The real question is what should public money be used for, and crucially, what should it be used for when we are over budget? 

The answers are not the same.  Most commentators today oversimplify the issues surrounding deficit spending.  They assert that a balanced budget or small deficits are always good and large deficits are bad, with the caveat that deficit spending during a recession is good as it stimulates the economy while spending during high growth periods is bad as it adds to inflation. 

Without more, neither view is adequate. 

Deficit spending is essentially borrowing from the future for the present.  Thus, deficit spending can be thought of as irresponsible, and in some ways unethical, because it uses future resources to satisfy today’s needs.  However, deficit spending only depletes future resources and weaken financial integrity when it does not lead to long-term financial health.  When such spending is for infrastructure and facilitates wealth and revenue in the future, it is neither irresponsible nor unethical. 

Such spending should be judged on the benefit versus risk of success at achieving its goals.  Kennedy’s Sending of a Man to the Moon was a huge risk, but it paid off handsomely in its political, scientific and commercial legacy.  Reagan’s Star Wars research was less of a reach and it paid off, even though the goal of the original research has still not been achieved.

In this light deficit funding for Green technologies would stimulate the economy during a recession and, if successful, would lower energy and environmental costs in the long run.   This is how prosperous periods have occurred.  Improvements in productivity mitigate inflationary pressures while increasing wealth during economic expansion.  

Politically and commercially the benefits are obvious as leadership and wealth will be the rewards to nations that meet the challenges of the future most efficiently and profitably.  Medical research presents similar cost/benefit prospects and military investment, though to a lesser extent, may also be useful given the difficulties we have had achieving military goals in the past decade.

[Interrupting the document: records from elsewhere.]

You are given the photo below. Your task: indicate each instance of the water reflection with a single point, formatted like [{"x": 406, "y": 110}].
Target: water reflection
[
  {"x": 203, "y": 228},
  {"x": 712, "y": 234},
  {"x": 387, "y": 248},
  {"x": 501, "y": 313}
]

The alternatives pale in comparison.  Giving stimulus to individuals and businesses in the form of refunds or tax cuts at a time of economic slowdown has short-term social and economic value at a cost that is roughly equal to what has to be paid back later with interest.  Investing in roads and bridges provides some job support and infrastructure upkeep, but no dynamic future benefits.  Doing nothing has such great lost-opportunity costs.  On the other hand, investing in the technology of the future will have a modest short-term economic benefit in confidence and jobs, and in the long term, if past is prologue, it will present unimagined opportunity.